En mi artículo de la semana pasada, traté el elemento indispensable para afrontar con responsabilidad el futuro. Además alertaba acerca de lo peligroso que es dejar en manos de políticos y medios de comunicación, la explicación de los hechos que se producen a diario. Por último, invitaba al lector al encuentro con ese elemento, que no es otro que la búsqueda del conocimiento por uno mismo, y proponía hacer un hueco donde colocar las lecturas que ayuden a comprender el porqué. Sólo de ese modo podemos sentar las bases de lo que precisamos para el futuro, sin duda el más incierto desde la Transición por la descomunal desorientación que sufrimos, propiciada por la indefensión de nuestros valores, usos y costumbres.
La concreción de esa indefensión a la que me refiero se ha llevado a cabo por parte de los poderes públicos en connivencia con nuestra actitud pasiva, consintiendo el arrinconamiento del humanismo y la patria. Así, el abandono del ser humano y sus raíces, nos ha hecho insensibles hasta el punto de catalogar todo a nuestro alrededor como un conjunto valorable económicamente. Escucho con desazón en no pocas ocasiones que “todo tiene un precio”. Es desolador comprobar hasta qué punto hemos trasladado nuestra razón de ser al rincón de los trastos viejos, para adoptar elementos externos que no complementan los que tenemos, si no que arrumban lo ya existente siendo sustituido por un nuevo concepto de individuo, que prima el continente sobre el contenido. No hablo de dioses ni de banderas, creencias y símbolos que merecen sin duda la más alta dignidad y respeto desde la esfera personal. Hablo de historia y sentimientos. De conocimiento y libertad. Este mundo de progreso e inmediatez donde el presente se vuelve pasado mientras se está produciendo, no deja margen para saborear las mieles de lo que fuimos, pero nos tatúa con su lacre las hieles de aquello en lo que nos hemos convertido.

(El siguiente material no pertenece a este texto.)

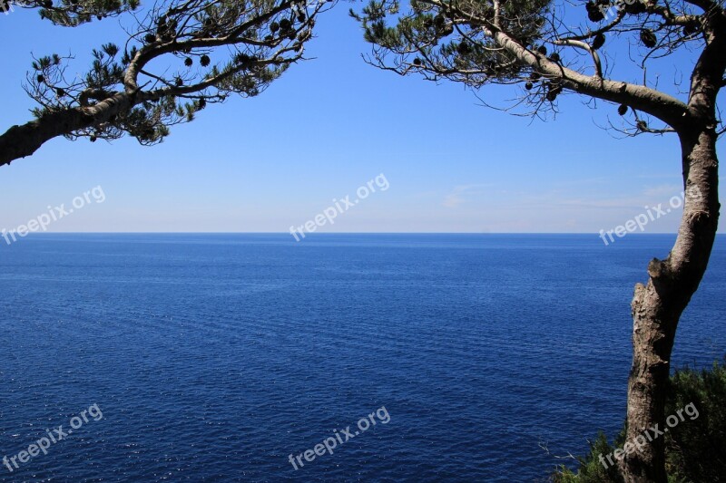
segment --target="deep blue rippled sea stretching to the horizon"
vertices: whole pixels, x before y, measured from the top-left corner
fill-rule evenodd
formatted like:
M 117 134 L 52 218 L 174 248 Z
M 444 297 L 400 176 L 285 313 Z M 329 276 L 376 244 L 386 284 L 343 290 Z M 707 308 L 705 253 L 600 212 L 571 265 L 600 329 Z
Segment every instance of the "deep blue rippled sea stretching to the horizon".
M 46 235 L 0 246 L 0 457 L 93 404 L 103 411 L 0 478 L 543 480 L 564 461 L 553 455 L 621 428 L 633 285 L 672 240 Z M 720 238 L 673 365 L 726 353 L 724 274 Z M 289 463 L 384 406 L 388 424 Z

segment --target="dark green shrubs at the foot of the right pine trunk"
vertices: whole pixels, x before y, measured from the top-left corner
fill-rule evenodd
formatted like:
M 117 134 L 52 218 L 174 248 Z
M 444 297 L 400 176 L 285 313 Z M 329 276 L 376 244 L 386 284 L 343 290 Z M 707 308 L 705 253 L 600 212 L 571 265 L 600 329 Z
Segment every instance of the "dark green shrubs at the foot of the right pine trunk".
M 710 371 L 684 368 L 671 378 L 665 405 L 666 415 L 678 414 L 689 404 L 698 413 L 684 415 L 679 424 L 665 433 L 665 459 L 669 483 L 721 481 L 726 475 L 726 357 L 714 362 Z M 622 483 L 616 467 L 603 465 L 600 456 L 622 448 L 625 431 L 610 445 L 603 433 L 579 458 L 577 472 L 560 466 L 552 475 L 555 483 Z M 613 459 L 614 460 L 614 459 Z M 605 466 L 608 468 L 605 469 Z

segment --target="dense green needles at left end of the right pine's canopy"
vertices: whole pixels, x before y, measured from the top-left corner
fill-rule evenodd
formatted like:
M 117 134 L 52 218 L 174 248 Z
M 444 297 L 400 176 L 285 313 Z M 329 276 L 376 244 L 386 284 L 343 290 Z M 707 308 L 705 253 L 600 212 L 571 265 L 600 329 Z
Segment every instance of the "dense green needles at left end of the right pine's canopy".
M 362 25 L 365 40 L 377 46 L 378 63 L 384 63 L 384 53 L 393 53 L 401 73 L 429 73 L 474 86 L 519 78 L 523 65 L 497 48 L 481 28 L 483 24 L 493 26 L 492 0 L 443 5 L 414 1 L 405 14 L 399 14 L 397 0 L 372 0 L 361 14 L 353 10 L 350 14 Z M 550 5 L 551 0 L 502 2 L 497 28 L 525 45 L 534 43 L 540 38 Z M 476 16 L 477 21 L 469 21 L 468 14 Z M 415 69 L 409 69 L 411 66 Z

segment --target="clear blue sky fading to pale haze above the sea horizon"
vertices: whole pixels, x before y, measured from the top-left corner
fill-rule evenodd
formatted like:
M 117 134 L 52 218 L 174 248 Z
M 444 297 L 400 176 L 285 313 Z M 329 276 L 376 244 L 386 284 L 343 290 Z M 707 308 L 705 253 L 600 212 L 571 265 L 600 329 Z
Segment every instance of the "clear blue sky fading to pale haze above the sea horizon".
M 661 203 L 672 211 L 644 231 L 677 230 L 675 136 L 617 139 L 603 129 L 617 106 L 575 95 L 561 96 L 556 120 L 533 121 L 486 108 L 461 84 L 379 71 L 361 59 L 369 45 L 349 6 L 320 17 L 311 60 L 259 97 L 172 127 L 161 145 L 60 138 L 0 168 L 0 229 L 53 214 L 49 232 L 281 233 L 349 196 L 358 203 L 319 232 L 596 236 Z M 0 14 L 0 130 L 32 119 L 22 83 L 33 55 L 73 54 L 83 73 L 93 47 L 123 38 L 119 22 L 67 29 L 34 11 Z M 478 95 L 505 106 L 517 90 Z M 358 198 L 366 185 L 375 192 Z

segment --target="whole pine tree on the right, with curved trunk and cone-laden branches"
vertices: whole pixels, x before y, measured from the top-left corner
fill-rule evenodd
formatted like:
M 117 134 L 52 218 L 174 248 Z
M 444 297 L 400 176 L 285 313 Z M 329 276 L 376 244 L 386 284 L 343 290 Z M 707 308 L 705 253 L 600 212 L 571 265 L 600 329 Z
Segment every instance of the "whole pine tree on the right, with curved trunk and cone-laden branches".
M 354 16 L 373 44 L 368 63 L 429 81 L 522 88 L 516 106 L 543 118 L 559 95 L 619 104 L 621 131 L 674 133 L 681 143 L 685 202 L 670 254 L 648 265 L 633 295 L 633 366 L 628 382 L 627 438 L 664 425 L 670 359 L 680 316 L 701 283 L 719 217 L 716 142 L 723 133 L 718 96 L 726 84 L 723 0 L 372 0 Z M 575 14 L 586 14 L 587 21 Z M 393 17 L 393 22 L 388 22 Z M 579 24 L 578 24 L 579 23 Z M 578 24 L 569 28 L 568 25 Z M 638 82 L 613 78 L 618 45 L 641 69 Z M 682 61 L 690 58 L 692 65 Z M 691 72 L 687 95 L 657 87 L 661 59 Z M 608 65 L 608 61 L 611 65 Z M 622 69 L 621 69 L 622 70 Z M 620 70 L 619 70 L 620 72 Z M 514 107 L 514 106 L 513 106 Z M 658 123 L 657 125 L 653 122 Z M 613 126 L 614 127 L 614 126 Z M 627 481 L 666 481 L 663 439 L 623 459 Z

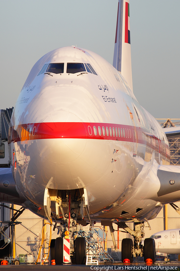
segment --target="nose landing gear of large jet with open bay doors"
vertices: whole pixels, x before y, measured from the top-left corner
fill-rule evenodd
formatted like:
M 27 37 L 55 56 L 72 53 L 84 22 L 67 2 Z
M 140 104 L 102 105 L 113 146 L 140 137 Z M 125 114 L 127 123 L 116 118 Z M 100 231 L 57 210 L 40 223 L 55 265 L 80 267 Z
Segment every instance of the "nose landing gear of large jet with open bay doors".
M 86 239 L 77 237 L 79 231 L 86 226 L 83 220 L 88 214 L 88 196 L 86 188 L 74 190 L 55 190 L 46 188 L 44 193 L 44 209 L 46 215 L 51 219 L 51 202 L 55 202 L 55 213 L 57 216 L 54 226 L 58 228 L 58 238 L 50 244 L 51 260 L 56 265 L 69 263 L 86 263 Z M 58 225 L 57 225 L 58 224 Z

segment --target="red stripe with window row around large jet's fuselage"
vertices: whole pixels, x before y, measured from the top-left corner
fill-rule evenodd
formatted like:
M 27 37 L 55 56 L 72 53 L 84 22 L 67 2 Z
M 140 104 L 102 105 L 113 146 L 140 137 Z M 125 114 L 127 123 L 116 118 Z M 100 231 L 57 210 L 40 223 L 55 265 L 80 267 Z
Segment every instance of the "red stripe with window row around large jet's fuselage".
M 163 156 L 168 156 L 168 147 L 146 129 L 131 125 L 112 123 L 29 123 L 10 127 L 8 142 L 25 142 L 36 139 L 71 138 L 105 139 L 134 142 L 146 145 Z

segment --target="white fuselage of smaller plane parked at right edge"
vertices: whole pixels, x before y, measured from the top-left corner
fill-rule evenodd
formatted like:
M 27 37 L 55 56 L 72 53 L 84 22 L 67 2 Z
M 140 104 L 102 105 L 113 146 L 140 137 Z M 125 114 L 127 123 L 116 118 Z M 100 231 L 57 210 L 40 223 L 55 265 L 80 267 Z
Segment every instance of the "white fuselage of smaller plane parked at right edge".
M 180 229 L 170 229 L 157 232 L 154 237 L 156 252 L 166 254 L 180 254 Z

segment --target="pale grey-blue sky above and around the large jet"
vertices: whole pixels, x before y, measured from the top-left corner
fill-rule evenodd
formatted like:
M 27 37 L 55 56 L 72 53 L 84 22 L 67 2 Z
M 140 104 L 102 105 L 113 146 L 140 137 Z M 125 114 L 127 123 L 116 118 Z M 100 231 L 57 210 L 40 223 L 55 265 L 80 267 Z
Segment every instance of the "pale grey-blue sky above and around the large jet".
M 113 64 L 118 0 L 0 0 L 0 109 L 12 107 L 36 61 L 77 45 Z M 180 118 L 179 0 L 130 0 L 133 90 L 156 118 Z

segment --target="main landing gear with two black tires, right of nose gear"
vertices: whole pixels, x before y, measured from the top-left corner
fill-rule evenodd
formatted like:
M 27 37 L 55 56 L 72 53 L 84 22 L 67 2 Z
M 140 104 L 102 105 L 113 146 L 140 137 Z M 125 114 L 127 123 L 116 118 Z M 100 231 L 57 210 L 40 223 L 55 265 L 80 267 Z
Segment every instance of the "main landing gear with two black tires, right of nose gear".
M 144 222 L 135 222 L 134 230 L 130 229 L 125 222 L 118 222 L 118 226 L 125 229 L 134 237 L 134 244 L 132 239 L 122 239 L 122 262 L 125 259 L 129 259 L 130 263 L 133 262 L 133 258 L 140 256 L 144 257 L 144 261 L 151 259 L 154 263 L 156 261 L 155 241 L 153 238 L 146 238 L 144 240 L 144 246 L 141 242 L 144 237 Z

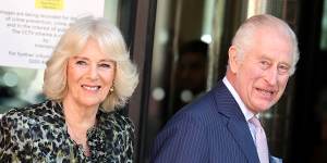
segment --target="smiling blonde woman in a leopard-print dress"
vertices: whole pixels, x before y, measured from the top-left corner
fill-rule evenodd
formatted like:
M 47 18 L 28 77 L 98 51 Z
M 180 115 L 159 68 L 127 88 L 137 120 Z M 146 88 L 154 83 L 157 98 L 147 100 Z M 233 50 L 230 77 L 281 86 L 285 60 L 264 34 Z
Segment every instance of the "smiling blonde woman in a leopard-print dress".
M 0 162 L 133 162 L 133 124 L 119 109 L 137 77 L 117 27 L 77 20 L 47 62 L 49 100 L 1 118 Z

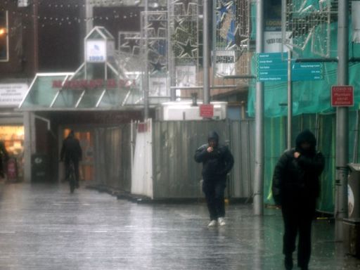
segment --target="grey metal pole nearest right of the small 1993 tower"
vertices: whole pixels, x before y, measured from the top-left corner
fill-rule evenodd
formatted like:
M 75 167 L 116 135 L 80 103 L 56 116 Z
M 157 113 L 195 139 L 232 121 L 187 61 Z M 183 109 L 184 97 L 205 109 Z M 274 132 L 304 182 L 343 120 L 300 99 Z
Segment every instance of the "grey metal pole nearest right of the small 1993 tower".
M 149 117 L 149 67 L 148 67 L 148 0 L 145 0 L 145 16 L 144 16 L 143 31 L 145 33 L 145 48 L 144 48 L 144 65 L 145 65 L 145 79 L 143 85 L 143 120 L 146 121 Z

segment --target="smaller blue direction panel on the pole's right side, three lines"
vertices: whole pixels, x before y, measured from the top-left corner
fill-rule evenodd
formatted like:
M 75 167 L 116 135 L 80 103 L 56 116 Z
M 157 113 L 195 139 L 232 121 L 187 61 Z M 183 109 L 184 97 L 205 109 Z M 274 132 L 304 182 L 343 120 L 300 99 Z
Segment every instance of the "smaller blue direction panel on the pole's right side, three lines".
M 291 63 L 292 81 L 316 81 L 323 79 L 323 63 Z

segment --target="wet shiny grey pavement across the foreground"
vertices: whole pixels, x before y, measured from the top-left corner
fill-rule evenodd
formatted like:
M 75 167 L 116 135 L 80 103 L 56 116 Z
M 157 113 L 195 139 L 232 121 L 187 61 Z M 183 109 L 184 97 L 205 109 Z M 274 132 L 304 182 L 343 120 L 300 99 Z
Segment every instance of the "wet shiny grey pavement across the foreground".
M 254 217 L 252 205 L 228 205 L 226 221 L 208 229 L 204 203 L 137 204 L 86 188 L 70 194 L 66 184 L 0 183 L 0 269 L 283 269 L 279 210 Z M 310 269 L 360 269 L 333 239 L 334 224 L 314 222 Z

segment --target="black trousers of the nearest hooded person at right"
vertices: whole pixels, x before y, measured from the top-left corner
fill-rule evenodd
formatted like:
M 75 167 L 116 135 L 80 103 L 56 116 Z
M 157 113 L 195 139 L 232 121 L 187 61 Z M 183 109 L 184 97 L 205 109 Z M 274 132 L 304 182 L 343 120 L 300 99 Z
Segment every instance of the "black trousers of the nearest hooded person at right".
M 315 207 L 303 202 L 302 205 L 283 205 L 283 221 L 285 233 L 283 235 L 283 254 L 292 256 L 297 244 L 297 265 L 307 267 L 311 256 L 311 223 L 314 218 Z

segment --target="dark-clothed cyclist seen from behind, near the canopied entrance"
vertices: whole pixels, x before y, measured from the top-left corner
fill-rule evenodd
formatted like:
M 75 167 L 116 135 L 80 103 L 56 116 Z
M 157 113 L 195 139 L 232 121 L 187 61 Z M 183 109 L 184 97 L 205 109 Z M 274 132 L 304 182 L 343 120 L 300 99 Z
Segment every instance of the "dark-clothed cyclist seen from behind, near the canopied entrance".
M 63 147 L 60 152 L 60 161 L 65 160 L 65 177 L 69 179 L 70 162 L 74 163 L 75 186 L 79 188 L 79 161 L 82 160 L 82 148 L 79 140 L 75 138 L 74 131 L 71 130 L 68 137 L 63 141 Z

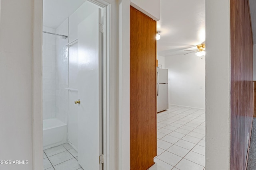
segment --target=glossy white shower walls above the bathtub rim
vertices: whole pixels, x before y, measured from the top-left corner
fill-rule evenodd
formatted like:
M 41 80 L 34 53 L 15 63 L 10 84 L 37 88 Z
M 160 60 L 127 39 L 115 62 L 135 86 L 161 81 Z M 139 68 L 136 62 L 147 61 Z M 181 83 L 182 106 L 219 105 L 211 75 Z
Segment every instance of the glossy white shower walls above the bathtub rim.
M 43 31 L 68 35 L 68 19 L 56 29 Z M 57 117 L 68 123 L 68 39 L 43 33 L 43 119 Z

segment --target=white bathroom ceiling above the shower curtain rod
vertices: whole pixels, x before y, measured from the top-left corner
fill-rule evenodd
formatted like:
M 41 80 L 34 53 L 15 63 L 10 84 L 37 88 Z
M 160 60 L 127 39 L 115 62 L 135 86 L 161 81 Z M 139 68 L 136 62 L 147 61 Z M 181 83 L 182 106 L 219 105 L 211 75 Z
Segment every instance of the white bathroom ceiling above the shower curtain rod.
M 43 0 L 43 25 L 56 28 L 86 0 Z

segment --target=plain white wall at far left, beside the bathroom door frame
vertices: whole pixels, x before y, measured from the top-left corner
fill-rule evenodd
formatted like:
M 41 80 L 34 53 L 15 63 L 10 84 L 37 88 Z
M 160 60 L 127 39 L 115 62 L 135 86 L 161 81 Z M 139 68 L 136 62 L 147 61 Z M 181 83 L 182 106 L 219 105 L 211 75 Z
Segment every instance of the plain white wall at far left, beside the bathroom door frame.
M 33 1 L 0 2 L 0 160 L 28 160 L 0 169 L 32 170 Z

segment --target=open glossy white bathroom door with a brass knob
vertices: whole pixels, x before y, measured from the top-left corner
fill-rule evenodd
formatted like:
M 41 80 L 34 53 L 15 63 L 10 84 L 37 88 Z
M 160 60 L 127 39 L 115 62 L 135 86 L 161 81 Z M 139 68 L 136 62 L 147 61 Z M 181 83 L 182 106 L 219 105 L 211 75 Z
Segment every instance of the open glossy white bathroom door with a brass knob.
M 78 162 L 84 170 L 102 170 L 102 96 L 100 9 L 78 25 Z

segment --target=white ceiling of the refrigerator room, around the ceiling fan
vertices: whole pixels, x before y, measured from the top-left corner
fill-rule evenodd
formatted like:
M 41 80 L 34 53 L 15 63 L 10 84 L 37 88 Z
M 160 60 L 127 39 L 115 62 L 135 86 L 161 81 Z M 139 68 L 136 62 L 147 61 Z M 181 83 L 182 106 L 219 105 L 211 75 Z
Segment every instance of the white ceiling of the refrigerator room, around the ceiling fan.
M 160 0 L 158 55 L 180 55 L 205 42 L 205 0 Z M 206 46 L 207 48 L 207 46 Z

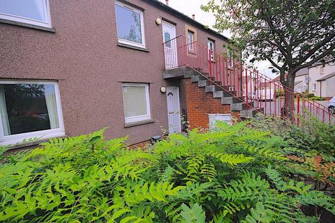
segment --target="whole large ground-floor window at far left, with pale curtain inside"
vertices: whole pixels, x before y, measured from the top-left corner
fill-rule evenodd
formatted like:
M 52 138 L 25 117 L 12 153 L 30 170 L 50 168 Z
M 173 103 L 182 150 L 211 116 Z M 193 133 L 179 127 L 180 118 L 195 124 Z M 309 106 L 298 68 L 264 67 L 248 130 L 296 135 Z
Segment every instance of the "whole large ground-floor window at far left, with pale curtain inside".
M 0 81 L 0 144 L 64 135 L 57 82 Z

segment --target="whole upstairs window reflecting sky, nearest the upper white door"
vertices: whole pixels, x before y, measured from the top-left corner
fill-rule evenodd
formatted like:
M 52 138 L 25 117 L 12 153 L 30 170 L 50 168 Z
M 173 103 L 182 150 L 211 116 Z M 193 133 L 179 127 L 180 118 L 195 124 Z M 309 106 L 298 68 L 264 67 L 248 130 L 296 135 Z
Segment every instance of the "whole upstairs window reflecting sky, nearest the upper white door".
M 119 43 L 145 47 L 143 12 L 119 1 L 115 2 Z

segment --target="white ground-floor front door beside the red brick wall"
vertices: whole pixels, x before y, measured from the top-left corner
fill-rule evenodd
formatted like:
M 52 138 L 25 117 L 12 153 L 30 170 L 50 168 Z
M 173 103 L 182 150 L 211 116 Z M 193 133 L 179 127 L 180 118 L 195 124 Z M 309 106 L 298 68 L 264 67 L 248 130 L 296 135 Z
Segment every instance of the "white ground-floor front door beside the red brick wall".
M 179 87 L 169 86 L 166 88 L 168 101 L 169 133 L 181 132 L 181 117 L 179 105 Z

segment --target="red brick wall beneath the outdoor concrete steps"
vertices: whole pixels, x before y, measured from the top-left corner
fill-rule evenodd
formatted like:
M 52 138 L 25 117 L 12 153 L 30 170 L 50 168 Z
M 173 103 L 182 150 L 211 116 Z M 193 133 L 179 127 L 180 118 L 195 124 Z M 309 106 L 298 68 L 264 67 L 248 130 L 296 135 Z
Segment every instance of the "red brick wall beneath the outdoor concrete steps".
M 187 120 L 192 128 L 208 128 L 208 114 L 232 114 L 239 119 L 239 112 L 230 112 L 230 105 L 222 105 L 221 98 L 213 98 L 213 93 L 206 93 L 204 87 L 199 88 L 198 82 L 192 83 L 191 78 L 183 79 L 185 85 Z

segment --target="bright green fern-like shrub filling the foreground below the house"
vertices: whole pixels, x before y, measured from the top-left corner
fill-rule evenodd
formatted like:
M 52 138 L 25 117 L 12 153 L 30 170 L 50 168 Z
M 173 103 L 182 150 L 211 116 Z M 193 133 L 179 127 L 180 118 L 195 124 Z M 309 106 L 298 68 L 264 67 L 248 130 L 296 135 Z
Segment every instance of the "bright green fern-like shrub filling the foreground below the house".
M 332 197 L 299 180 L 317 172 L 290 158 L 296 148 L 251 127 L 170 134 L 147 151 L 101 130 L 2 157 L 0 221 L 318 222 L 301 205 L 335 213 Z

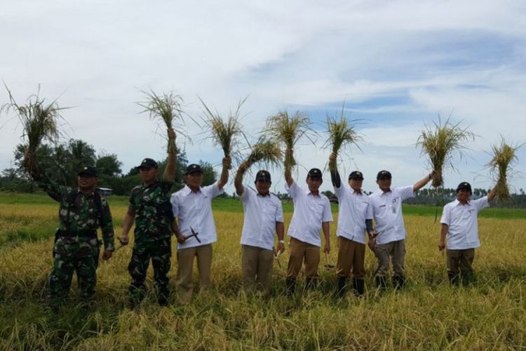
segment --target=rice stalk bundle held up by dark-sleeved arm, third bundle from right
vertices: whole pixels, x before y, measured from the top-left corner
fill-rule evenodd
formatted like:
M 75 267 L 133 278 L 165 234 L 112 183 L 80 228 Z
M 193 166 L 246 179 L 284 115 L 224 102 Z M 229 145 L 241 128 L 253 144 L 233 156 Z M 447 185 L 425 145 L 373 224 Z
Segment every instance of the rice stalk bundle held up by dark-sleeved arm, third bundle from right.
M 327 117 L 329 139 L 324 147 L 330 147 L 332 153 L 338 155 L 339 150 L 347 145 L 356 145 L 363 138 L 356 132 L 356 121 L 352 121 L 344 114 L 344 107 L 339 117 Z M 359 148 L 359 147 L 358 147 Z

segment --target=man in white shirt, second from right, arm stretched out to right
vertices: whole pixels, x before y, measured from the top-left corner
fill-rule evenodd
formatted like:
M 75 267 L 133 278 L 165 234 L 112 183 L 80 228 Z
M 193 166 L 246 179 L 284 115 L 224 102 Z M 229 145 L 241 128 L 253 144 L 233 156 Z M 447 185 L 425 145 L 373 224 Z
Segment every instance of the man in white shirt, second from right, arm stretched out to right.
M 414 192 L 429 183 L 433 172 L 414 185 L 393 187 L 391 189 L 391 173 L 379 171 L 376 183 L 379 189 L 370 194 L 372 216 L 375 218 L 377 237 L 370 240 L 378 259 L 375 274 L 377 286 L 386 288 L 386 275 L 389 261 L 393 263 L 393 286 L 401 289 L 405 285 L 405 227 L 402 216 L 402 202 L 414 197 Z M 372 242 L 371 242 L 372 241 Z

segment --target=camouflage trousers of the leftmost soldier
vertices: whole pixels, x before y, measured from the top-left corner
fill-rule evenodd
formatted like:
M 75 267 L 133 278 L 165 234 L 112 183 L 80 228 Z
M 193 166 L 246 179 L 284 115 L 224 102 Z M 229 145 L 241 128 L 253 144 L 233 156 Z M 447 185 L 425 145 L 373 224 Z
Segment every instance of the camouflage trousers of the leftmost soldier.
M 60 305 L 69 293 L 76 272 L 81 298 L 89 300 L 95 293 L 100 246 L 97 238 L 60 237 L 55 243 L 55 260 L 49 275 L 48 297 Z

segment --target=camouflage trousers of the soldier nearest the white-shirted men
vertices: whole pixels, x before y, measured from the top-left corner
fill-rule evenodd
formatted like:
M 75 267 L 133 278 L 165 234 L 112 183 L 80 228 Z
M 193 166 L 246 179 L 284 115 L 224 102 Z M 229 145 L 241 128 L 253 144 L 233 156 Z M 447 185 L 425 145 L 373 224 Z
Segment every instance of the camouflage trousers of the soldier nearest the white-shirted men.
M 130 283 L 130 298 L 133 304 L 144 299 L 146 286 L 144 280 L 151 259 L 154 267 L 154 285 L 157 300 L 161 305 L 166 305 L 170 290 L 168 289 L 167 274 L 170 271 L 170 257 L 172 256 L 171 238 L 159 239 L 150 242 L 135 242 L 132 258 L 128 265 L 128 272 L 132 278 Z

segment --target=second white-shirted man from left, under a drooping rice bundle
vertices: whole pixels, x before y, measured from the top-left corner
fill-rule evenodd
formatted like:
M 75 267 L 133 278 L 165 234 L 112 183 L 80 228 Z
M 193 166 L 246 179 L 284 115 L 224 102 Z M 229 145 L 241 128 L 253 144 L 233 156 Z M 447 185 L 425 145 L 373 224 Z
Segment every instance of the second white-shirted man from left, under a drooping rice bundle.
M 281 201 L 269 192 L 271 176 L 268 171 L 258 171 L 255 187 L 243 186 L 246 164 L 239 166 L 234 187 L 243 201 L 245 220 L 241 234 L 241 270 L 243 289 L 250 293 L 257 289 L 268 295 L 271 286 L 274 252 L 285 250 L 283 233 L 283 207 Z M 278 247 L 274 249 L 274 232 L 278 236 Z

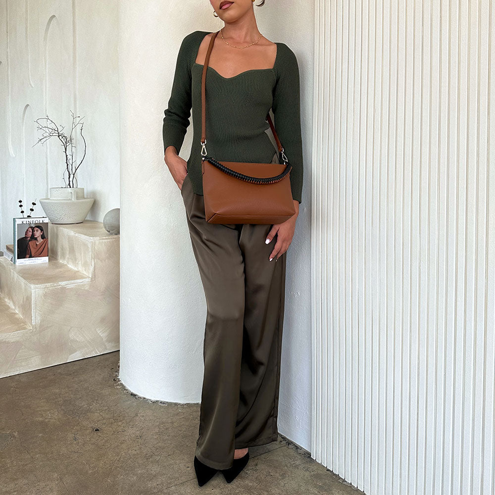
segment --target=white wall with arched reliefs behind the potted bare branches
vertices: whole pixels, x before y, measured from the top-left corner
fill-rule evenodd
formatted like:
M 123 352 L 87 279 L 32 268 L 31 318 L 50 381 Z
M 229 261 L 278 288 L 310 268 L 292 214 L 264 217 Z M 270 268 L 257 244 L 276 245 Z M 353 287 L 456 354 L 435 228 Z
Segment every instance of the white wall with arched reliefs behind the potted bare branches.
M 87 218 L 120 206 L 117 61 L 116 0 L 0 0 L 0 250 L 13 243 L 18 200 L 25 216 L 35 200 L 33 216 L 44 216 L 39 199 L 65 185 L 60 142 L 33 147 L 34 120 L 47 114 L 67 135 L 70 110 L 84 117 L 76 178 L 95 198 Z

Mientras muchos se resignan, otros nos rebelamos y adoptamos la literatura como cauce de denuncia, materializando el compromiso que como ciudadanos nos toca ejercer.
La literatura se convierte en voz de la conciencia de quien escribe y adquiere sentido y consistencia cuando encuentra reflexión receptiva. Es imaginación pero también certeza. Adquiere su máxima expresión en el empleo de la palabra adecuada dejando al desnudo las intimidades del autor. Es sinceridad más que cualquier otra cosa y por este motivo debe ser objeto de la mayor de las consideraciones. La literatura se inserta en nuestra vida y abarca todas las etapas de nuestra existencia: es descubrimiento y fantasía con Hans Christian Andersen en la niñez, es manifestación de inconformismo con Jonathan Swift en la juventud, es búsqueda de evasión con Walter Scott en la edad adulta y es compañía y sosiego con José Luis Sampedro en su tierno y “etrusco” homenaje a la ancianidad, aunque también angustia y decadencia encarnadas en el malogrado Max Estrella. Ni siquiera la muerte, trámite ineludible para todos y cada uno de nosotros, escapa a la exquisitez literaria en la brillante pluma de Jorge Manrique.
Cada vez que abrimos la tapa de un poema, una novela, una obra de teatro o de un buen ensayo volvemos a nuestros orígenes; a dar forma y sentido a nuestra existencia encontrando las respuestas, aquellas que de otra forma siempre se manifestarán con el sesgo partidista de quien las ofrece.
Ésta y no otra es la manera de conformar al individuo libre, evitando que su devenir como ser humano sea dirigido de una u otra forma dependiendo del régimen político de turno. Comencemos por valorar lo que tenemos desde ya y no echándolo de menos desde su carencia arrepintiéndonos después sin remedio. No hacerlo manifiesta una mal entendida docilidad que siempre se volverá en nuestra contra. No cabe duda de que su ejercicio representa una buena dosis de esfuerzo y a priori es menos llamativo que sentarse en el sofá a recibir una lluvia de flashes inconexos y vacíos. Sin embargo la recompensa es generosa a la larga. Por mi parte seguiré luchando contra el síndrome de la parálisis que en no pocas ocasiones asiste al escritor, tomándolo como una placentera incertidumbre recompensada por las satisfacciones de ser leído, esa que recibimos como el mayor de los regalos aquellos que, bien en modo amateur o profesional, nos dedicamos a esto de la narración.